Execute Adhoc Retriever
Execute a retriever ad-hoc without persisting the configuration.
This endpoint allows you to execute a retriever without saving it to the database. Useful for one-time queries, testing configurations, or temporary searches.
Streaming Execution (stream=True): Response uses Server-Sent Events (SSE) format with Content-Type: text/event-stream. Each stage emits events as it executes, formatted as: data: \n\n
Event Types (StreamEventType):
- stage_start: Emitted when a stage begins (includes stage_name, stage_index, total_stages)
- stage_complete: Emitted when a stage finishes (includes documents, statistics, budget_used)
- stage_error: Emitted if a stage fails (includes error message)
- execution_complete: Final event with complete results and pagination
- execution_error: Emitted if entire execution fails
StreamStageEvent Fields:
- event_type: Type of event
- execution_id: Unique execution identifier
- stage_name/stage_index/total_stages: Stage progress info
- documents: Intermediate results (stage_complete only)
- statistics: Stage metrics (duration_ms, input_count, output_count, efficiency)
- budget_used: Cumulative consumption (credits_used, time_elapsed_ms, tokens_used)
Response Headers:
- Content-Type: text/event-stream
- Cache-Control: no-cache
- Connection: keep-alive
- X-Execution-Mode: adhoc
Standard Execution (stream=False, default):
- Returns ExecuteRetrieverResponse after all stages complete
- Includes X-Execution-Mode: adhoc header
- execution_metadata.retriever_persisted = False
Use Cases:
- One-time queries without saving retriever configuration
- Testing stage configurations before persisting
- Dynamic retrieval with varying parameters
- Real-time progress tracking with streaming
Authorizations
Bearer authentication header of the form Bearer <token>, where <token> is your auth token.
Body
Request to execute a retriever ad-hoc without persistence.
This combines retriever creation parameters with execution inputs to allow one-time retrieval without saving the retriever configuration.
Use Cases: - One-time queries without polluting retriever registry - Testing retriever configurations before persisting - Dynamic retrieval with varying stage configurations - Temporary search operations
Behavior: - Retriever is NOT saved to database - Execution history is logged but marked as ad-hoc - Response includes X-Execution-Mode: adhoc header - execution_metadata.retriever_persisted = False
Streaming Execution (stream=True): When streaming is enabled, the response uses Server-Sent Events (SSE) format with Content-Type: text/event-stream.

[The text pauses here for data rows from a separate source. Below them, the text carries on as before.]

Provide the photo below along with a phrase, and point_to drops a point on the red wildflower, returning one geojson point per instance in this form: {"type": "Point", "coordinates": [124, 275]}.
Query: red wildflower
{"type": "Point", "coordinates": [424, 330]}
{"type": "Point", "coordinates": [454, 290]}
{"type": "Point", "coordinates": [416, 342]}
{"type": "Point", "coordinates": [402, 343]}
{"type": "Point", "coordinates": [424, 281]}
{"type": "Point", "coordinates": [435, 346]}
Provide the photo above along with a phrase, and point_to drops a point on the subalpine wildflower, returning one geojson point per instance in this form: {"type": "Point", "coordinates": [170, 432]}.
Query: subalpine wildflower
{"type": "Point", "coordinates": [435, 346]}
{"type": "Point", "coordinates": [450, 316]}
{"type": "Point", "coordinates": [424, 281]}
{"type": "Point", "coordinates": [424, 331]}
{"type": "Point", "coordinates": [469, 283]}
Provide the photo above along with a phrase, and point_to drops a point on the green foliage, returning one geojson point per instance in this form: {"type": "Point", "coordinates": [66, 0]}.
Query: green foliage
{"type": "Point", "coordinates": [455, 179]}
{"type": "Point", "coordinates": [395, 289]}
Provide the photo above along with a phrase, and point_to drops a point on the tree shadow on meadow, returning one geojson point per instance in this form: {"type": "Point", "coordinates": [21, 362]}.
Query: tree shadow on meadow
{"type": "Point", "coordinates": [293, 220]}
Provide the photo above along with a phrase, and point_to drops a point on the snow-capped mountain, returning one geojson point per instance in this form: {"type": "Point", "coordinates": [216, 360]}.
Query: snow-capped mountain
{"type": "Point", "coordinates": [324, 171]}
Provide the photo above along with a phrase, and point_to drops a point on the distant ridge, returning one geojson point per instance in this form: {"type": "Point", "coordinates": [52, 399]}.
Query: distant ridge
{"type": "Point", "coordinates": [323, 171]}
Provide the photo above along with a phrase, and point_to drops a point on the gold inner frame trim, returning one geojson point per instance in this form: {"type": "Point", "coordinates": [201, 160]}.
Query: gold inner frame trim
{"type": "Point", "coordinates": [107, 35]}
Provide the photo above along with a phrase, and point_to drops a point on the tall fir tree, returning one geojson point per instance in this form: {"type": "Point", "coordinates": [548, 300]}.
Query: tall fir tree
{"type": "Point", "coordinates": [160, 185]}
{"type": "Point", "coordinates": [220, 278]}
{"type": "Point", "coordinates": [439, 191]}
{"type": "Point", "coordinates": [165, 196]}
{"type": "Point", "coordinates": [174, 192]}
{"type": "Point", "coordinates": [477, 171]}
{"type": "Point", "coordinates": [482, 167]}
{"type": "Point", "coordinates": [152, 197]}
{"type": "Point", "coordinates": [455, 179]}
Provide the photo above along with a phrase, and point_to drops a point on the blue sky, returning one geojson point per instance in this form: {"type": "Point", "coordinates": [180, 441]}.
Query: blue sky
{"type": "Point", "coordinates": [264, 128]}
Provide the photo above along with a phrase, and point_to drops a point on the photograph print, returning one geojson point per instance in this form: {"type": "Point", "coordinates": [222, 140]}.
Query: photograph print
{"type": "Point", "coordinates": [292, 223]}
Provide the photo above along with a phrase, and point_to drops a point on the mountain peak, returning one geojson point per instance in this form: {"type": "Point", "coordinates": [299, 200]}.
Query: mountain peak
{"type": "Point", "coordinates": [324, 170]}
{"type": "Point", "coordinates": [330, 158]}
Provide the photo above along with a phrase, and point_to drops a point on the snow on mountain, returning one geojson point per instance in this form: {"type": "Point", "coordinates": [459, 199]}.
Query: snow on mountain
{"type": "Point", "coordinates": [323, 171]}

Each stage emits events as it executes:
Event Types:
- stage_start: Emitted when a stage begins execution
- stage_complete: Emitted when a stage finishes with results
- stage_error: Emitted if a stage encounters an error
- execution_complete: Emitted after all stages finish successfully
- execution_error: Emitted if the entire execution fails
Each event is a StreamStageEvent containing:
- event_type: The type of event
- execution_id: Unique execution identifier
- stage_name: Human-readable stage name
- stage_index: Zero-based stage position
- total_stages: Total number of stages
- documents: Intermediate results (for stage_complete)
- statistics: Stage metrics (duration_ms, input_count, output_count, etc.)
- budget_used: Cumulative resource consumption (credits, time, tokens)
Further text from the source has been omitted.